No Qatar, a homossexualidade é considerada crime e, de acordo com a “sharia“, a lei em vigor no país, que não separa Estado de religião, os preceitos são estabelecidos a partir da fé.
Recentemente, o jornalista pernambucano que está no Catar para cobrir a Copa do Mundo passou por percalços ao exibir a bandeira do estado de Pernambuco após o símbolo ser atrelado ao arco-íris LGBT.
O médico Nasser Mohamed, de 35 anos, afirma ser o primeiro homem catari a ter se assumido gay em público. De fato, não há outros registros documentados. Ele conseguiu trazer a sua sexualidade à tona quando já estava em segurança nos EUA.
Mohamed concedeu uma entrevista de 30 minutos ao ge e teceu críticas incisivas ao Catar, a FIFA e ao Futebol de forma geral.
Desde que era mais jovem sabia que eu não me encaixava no país. Não era seguro. A comunidade LGBT do Catar ou ainda residente no Catar é perseguida mais severamente do que os visitantes. Até eu sair do Catar, mantive essa parte de mim escondida de todo mundo, incluindo da minha família, da qual sinto falta.
Depois que terminei a faculdade de medicina em 2011, deixei o Catar e me mudei para os EUA para estudar. Pedi asilo político nos Estados Unidos porque estava preocupado em ser prejudicado se voltasse para o meu país. Falei para a minha família naquela época e eles cortaram contato comigo. Hoje moro em San Francisco. A perseguição à comunidade LGBT no Catar é mais do que apenas não te aceitarem. Eles acabam contigo.
Vejo que o Catar está tentando projetar uma imagem que não existe ao sediar esta Copa do Mundo, de uma sociedade tolerante, mas nós sabemos que isso não é verdade. Por isso que eu decidi falar publicamente este ano. Primeiro, é uma ditadura autoritária. Não podemos expressar publicamente opiniões diferentes. É perigoso se organizar de qualquer maneira.
Como se dá a perseguição a pessoas LGBT+?
— Agentes do governo se infiltram tentando nos encontrar, entram em aplicativos de namoro, espionam empresas de telefone, investigam dados pessoais e perseguem os cataris que suspeitam ser LGBT. Existe um departamento ligado ao Ministério do Interior que faz isso.
As pessoas são presas?
— Não são presas porque não é uma prisão. Eles sequestram, simplesmente os pegam e desaparecem com eles. E os espancam. Eu vi as feridas, algumas dessas pessoas tinham e mostraram fotos. Eles têm cicatrizes profundas. Depois da violência, passam a submetê-los à “terapia da conversão” enquanto estão detidos.
Qual é o papel da religião em toda essa história?

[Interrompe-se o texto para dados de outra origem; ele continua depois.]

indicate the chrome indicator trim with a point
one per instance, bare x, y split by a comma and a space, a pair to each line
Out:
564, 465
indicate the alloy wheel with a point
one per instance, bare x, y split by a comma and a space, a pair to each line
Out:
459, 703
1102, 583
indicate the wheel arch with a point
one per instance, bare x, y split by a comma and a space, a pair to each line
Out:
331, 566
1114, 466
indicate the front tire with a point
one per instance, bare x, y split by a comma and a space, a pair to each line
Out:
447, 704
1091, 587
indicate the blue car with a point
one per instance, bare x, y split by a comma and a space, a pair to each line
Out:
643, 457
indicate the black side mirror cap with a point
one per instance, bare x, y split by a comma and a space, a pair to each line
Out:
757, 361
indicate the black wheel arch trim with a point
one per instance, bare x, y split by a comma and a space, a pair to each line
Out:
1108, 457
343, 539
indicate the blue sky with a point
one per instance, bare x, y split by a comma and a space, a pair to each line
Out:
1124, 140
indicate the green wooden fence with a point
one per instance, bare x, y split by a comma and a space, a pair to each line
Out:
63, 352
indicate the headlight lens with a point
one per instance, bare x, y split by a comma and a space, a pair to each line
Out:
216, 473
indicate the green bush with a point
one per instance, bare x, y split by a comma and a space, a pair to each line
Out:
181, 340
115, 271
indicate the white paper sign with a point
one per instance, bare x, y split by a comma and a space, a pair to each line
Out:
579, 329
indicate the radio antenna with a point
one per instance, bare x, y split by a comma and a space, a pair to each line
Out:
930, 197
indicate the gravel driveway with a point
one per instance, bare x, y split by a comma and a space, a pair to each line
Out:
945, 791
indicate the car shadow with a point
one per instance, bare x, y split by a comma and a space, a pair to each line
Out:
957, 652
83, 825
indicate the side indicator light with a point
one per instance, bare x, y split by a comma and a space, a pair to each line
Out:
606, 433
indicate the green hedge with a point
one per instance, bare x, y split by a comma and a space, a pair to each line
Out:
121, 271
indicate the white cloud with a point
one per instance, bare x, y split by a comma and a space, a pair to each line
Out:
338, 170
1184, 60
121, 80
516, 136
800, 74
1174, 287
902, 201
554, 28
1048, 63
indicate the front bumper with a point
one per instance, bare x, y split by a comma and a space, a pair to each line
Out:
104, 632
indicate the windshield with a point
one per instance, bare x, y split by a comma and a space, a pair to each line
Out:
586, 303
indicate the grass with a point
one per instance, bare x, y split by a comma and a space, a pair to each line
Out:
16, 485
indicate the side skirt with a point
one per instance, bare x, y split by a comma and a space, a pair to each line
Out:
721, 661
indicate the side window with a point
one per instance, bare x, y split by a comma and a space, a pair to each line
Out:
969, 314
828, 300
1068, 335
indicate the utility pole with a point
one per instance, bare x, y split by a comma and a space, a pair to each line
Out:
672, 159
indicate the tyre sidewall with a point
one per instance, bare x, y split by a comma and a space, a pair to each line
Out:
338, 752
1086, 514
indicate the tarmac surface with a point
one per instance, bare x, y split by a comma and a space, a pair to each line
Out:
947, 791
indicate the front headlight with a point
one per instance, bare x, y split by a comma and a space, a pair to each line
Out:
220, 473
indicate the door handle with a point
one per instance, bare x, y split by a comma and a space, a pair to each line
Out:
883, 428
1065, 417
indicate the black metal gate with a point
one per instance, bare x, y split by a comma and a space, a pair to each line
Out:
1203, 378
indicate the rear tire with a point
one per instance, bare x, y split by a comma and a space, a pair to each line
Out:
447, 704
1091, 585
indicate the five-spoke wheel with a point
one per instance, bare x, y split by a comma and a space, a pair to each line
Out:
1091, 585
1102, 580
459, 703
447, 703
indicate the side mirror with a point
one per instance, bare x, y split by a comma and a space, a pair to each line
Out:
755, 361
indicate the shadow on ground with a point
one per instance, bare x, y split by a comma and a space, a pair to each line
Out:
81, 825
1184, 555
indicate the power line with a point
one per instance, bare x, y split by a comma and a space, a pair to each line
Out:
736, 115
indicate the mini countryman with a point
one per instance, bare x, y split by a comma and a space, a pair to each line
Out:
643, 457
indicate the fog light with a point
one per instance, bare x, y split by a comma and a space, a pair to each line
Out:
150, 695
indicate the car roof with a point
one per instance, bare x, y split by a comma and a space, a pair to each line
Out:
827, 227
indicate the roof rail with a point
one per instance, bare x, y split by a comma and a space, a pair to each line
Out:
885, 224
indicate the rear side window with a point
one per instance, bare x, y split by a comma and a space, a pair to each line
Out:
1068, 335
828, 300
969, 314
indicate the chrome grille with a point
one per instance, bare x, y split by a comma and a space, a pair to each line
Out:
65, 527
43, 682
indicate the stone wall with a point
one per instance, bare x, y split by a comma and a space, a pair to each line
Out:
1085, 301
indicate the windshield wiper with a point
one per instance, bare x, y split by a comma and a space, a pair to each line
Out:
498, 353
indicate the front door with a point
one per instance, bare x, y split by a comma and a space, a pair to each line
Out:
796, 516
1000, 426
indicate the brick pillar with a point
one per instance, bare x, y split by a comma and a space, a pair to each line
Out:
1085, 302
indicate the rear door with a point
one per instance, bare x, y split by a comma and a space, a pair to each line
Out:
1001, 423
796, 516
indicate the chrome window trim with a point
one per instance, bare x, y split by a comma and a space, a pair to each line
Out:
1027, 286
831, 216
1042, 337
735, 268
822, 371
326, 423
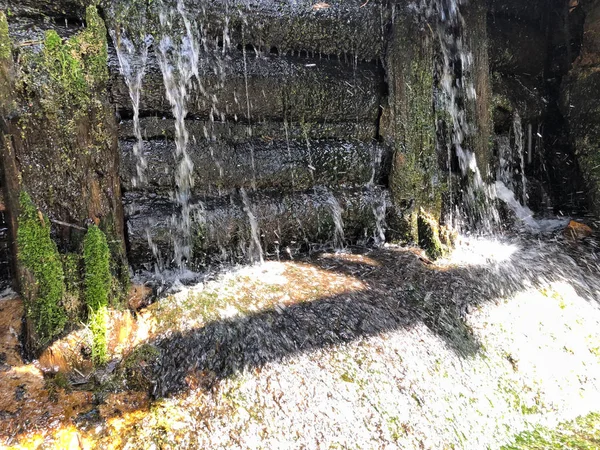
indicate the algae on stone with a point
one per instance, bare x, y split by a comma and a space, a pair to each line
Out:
96, 257
409, 123
42, 284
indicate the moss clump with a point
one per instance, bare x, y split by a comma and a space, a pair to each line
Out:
416, 180
78, 66
42, 283
97, 321
429, 236
96, 258
72, 298
5, 43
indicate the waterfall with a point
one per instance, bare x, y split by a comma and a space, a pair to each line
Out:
132, 62
520, 155
339, 239
179, 63
476, 205
255, 251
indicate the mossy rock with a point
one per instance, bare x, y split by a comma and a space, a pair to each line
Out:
429, 236
42, 273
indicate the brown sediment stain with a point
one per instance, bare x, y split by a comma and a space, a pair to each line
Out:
27, 403
138, 296
37, 408
577, 230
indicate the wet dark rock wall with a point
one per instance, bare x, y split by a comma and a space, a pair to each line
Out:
532, 47
316, 102
580, 95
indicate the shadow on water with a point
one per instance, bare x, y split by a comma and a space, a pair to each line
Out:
401, 290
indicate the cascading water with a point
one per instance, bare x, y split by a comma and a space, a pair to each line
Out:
132, 61
475, 208
255, 250
520, 154
339, 239
179, 61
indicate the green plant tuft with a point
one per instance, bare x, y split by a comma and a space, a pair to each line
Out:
5, 43
42, 283
96, 258
97, 321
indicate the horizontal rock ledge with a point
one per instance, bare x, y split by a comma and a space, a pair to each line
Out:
163, 127
296, 89
221, 227
336, 27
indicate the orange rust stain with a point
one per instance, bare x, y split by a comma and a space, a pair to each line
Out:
319, 6
577, 230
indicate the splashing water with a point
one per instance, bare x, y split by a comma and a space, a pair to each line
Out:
178, 63
379, 211
476, 208
132, 62
339, 239
519, 150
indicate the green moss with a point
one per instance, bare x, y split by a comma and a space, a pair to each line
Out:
582, 433
96, 258
43, 284
79, 65
429, 236
5, 43
72, 300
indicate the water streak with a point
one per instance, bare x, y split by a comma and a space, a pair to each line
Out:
179, 64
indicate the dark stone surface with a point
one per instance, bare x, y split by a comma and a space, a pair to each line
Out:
221, 165
221, 228
298, 89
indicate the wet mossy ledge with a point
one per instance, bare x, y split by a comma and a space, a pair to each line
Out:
60, 135
96, 257
59, 290
61, 182
42, 276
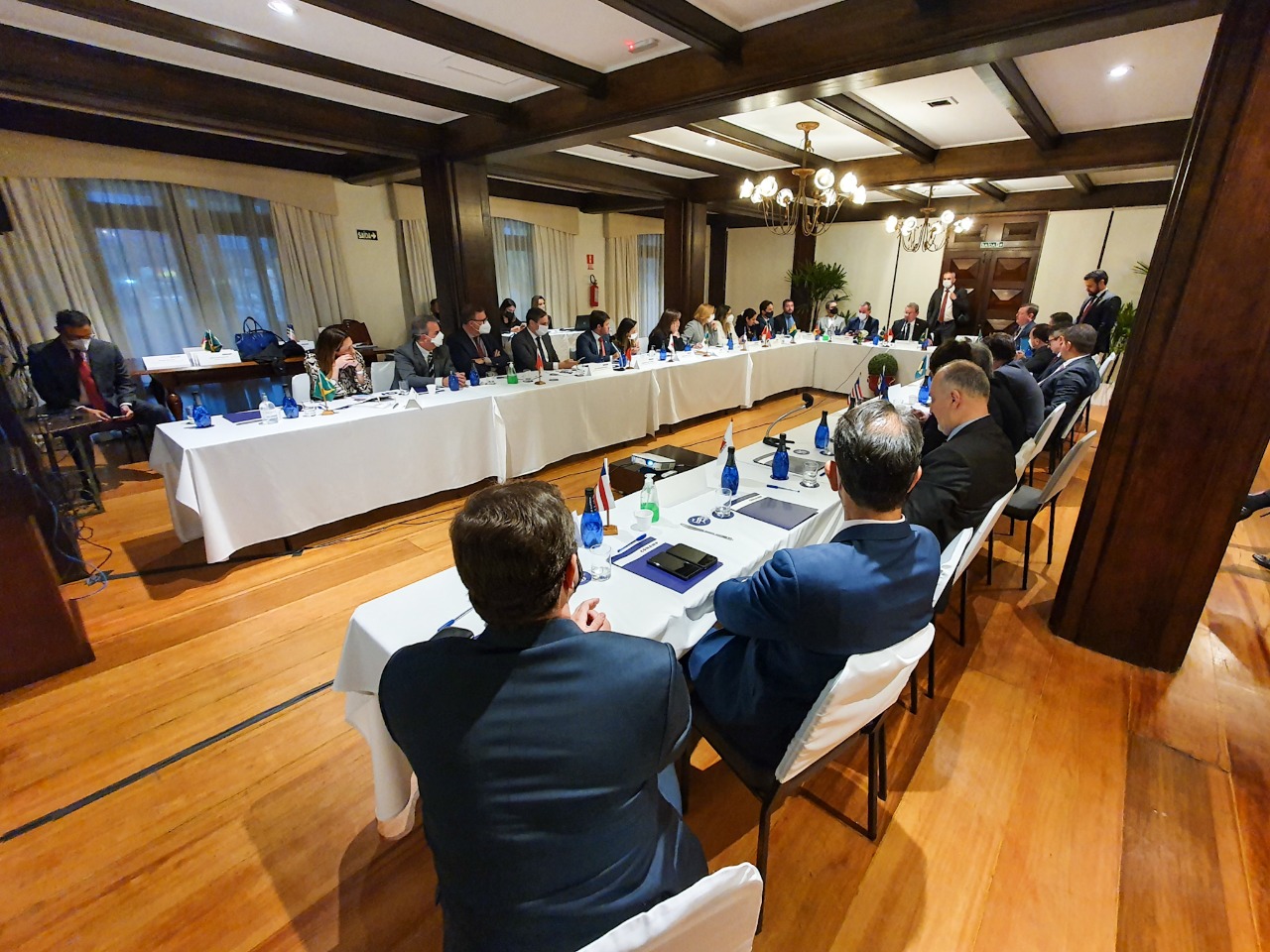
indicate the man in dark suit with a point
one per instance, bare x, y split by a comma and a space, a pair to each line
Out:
535, 343
975, 465
1025, 318
474, 345
77, 370
1076, 373
864, 321
910, 326
423, 359
949, 309
595, 345
789, 629
1100, 308
544, 749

— Diferentes pessoas LGBT do Catar têm diferentes afiliações religiosas, certo? Alguns são religiosos e radicais, alguns não são. Eu mesmo não sou muito religioso. Sabemos que pedir a um muçulmano que endosse e aceite totalmente as pessoas LGBT vai contra seu sistema de valores. Mas também é contra o sistema muçulmano sequestrar, torturar, abusar mentalmente, segregar famílias, fazer inspeções genitais à força, todas essas coisas não são islâmicas. Eles são feitos pelo regime e em segredo, nas sombras.
Há mais tolerância para quem é turista, para quem está no Catar para ver a Copa do Mundo?
— Sim, isso vale para visitantes e torcedores gays, não para os cataris. Eu não sou bem-vindo e não estaria seguro aí. Mas sei que não vão caçar pessoas durante a Copa.